COLUMBIA, S.C. — Two South Carolina law officers were charged Friday in the deaths of two women who drowned while locked in the back of a sheriff’s department van during Hurricane Florence.
Stephen Flood is charged with two counts each of reckless homicide and involuntary manslaughter, according to online court records. Joshua Bishop faces two counts of involuntary manslaughter.
A judge set bond at $30,000 for Flood and $10,000 for Bishop and both were released after posting bail.
Flood, 66, and Bishop, 29, were fired from the Horry County Sheriff’s Office in October as part of an internal investigation.
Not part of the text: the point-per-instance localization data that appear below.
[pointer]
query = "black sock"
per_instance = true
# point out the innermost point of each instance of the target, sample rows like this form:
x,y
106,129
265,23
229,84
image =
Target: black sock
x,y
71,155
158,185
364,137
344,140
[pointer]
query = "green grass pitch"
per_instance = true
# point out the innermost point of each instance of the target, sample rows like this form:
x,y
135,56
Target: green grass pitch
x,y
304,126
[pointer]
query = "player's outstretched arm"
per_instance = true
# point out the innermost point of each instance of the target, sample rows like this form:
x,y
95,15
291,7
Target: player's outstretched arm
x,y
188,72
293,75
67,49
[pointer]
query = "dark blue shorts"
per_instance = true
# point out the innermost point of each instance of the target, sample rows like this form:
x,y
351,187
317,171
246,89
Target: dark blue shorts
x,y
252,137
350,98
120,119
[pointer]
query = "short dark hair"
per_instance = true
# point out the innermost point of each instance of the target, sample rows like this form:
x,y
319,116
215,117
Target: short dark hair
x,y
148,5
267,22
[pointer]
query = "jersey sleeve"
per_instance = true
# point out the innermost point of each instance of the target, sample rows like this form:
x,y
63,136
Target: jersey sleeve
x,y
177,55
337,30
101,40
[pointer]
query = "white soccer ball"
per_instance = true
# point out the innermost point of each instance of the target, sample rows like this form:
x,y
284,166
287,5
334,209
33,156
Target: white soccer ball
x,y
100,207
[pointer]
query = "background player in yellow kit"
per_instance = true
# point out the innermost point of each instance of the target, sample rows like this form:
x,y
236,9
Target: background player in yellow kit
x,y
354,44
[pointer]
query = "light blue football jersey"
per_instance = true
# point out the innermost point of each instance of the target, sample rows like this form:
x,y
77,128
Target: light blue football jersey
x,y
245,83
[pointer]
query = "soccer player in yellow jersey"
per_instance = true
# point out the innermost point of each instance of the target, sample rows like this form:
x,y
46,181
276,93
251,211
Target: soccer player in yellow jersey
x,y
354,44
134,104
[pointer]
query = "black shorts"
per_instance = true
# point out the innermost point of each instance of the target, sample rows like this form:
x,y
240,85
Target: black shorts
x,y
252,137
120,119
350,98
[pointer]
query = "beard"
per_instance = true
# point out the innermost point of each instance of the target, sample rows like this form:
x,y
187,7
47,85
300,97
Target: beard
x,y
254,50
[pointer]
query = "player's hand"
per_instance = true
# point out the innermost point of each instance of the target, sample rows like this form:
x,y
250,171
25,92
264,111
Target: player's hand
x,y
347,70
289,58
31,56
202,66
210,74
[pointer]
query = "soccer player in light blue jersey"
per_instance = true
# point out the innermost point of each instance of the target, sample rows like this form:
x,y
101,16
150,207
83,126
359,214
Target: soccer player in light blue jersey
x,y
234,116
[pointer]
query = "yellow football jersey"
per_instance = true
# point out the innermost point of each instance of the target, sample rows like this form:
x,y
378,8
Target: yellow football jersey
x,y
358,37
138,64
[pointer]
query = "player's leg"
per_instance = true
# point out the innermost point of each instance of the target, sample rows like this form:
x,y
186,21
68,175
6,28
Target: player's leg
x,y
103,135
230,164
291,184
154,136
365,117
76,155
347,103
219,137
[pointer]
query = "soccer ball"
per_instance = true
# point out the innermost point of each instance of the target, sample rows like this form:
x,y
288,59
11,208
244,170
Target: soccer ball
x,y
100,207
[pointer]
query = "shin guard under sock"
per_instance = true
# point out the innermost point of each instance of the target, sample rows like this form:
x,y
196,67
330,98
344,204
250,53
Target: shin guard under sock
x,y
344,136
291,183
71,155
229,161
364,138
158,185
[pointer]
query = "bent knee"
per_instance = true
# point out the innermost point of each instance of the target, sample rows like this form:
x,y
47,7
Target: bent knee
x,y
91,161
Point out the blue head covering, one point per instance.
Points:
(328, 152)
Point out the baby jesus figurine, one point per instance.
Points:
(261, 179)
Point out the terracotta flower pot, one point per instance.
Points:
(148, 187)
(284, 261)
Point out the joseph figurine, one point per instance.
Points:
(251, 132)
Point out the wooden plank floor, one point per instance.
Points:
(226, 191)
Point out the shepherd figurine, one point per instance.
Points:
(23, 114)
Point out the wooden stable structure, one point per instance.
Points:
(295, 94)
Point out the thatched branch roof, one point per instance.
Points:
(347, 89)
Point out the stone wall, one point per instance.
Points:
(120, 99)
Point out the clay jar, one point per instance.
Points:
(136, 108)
Authorities said the deputies were driving 45-year-old Wendy Newton and 43-year-old Nicolette Green through Marion County to a mental-health facility under a court order when their van was swept away by rising floodwaters as Hurricane Florence inundated the state.
According to records from the state Criminal Justice Academy, Flood made a “conscious decision” to drive around a barricade near the Little Pee Dee River, and Bishop didn’t try to stop him.
The powerful tropical system smashed into the Southeast coast as a hurricane Sept. 14, triggering severe flooding as it weakened yet nearly stalled over the Carolinas for days.
Green and Newton drowned in the back of the locked van on Sept. 18.
The families of both women tearfully addressed the judge Friday. Rose Hershberger, Green’s oldest daughter and a high school senior, mourned her mother missing milestones like her graduation.
“Every night is just a constant lack of sleep,” Hershberger said. “All I see is my mother, and I hear her screams and her cries.”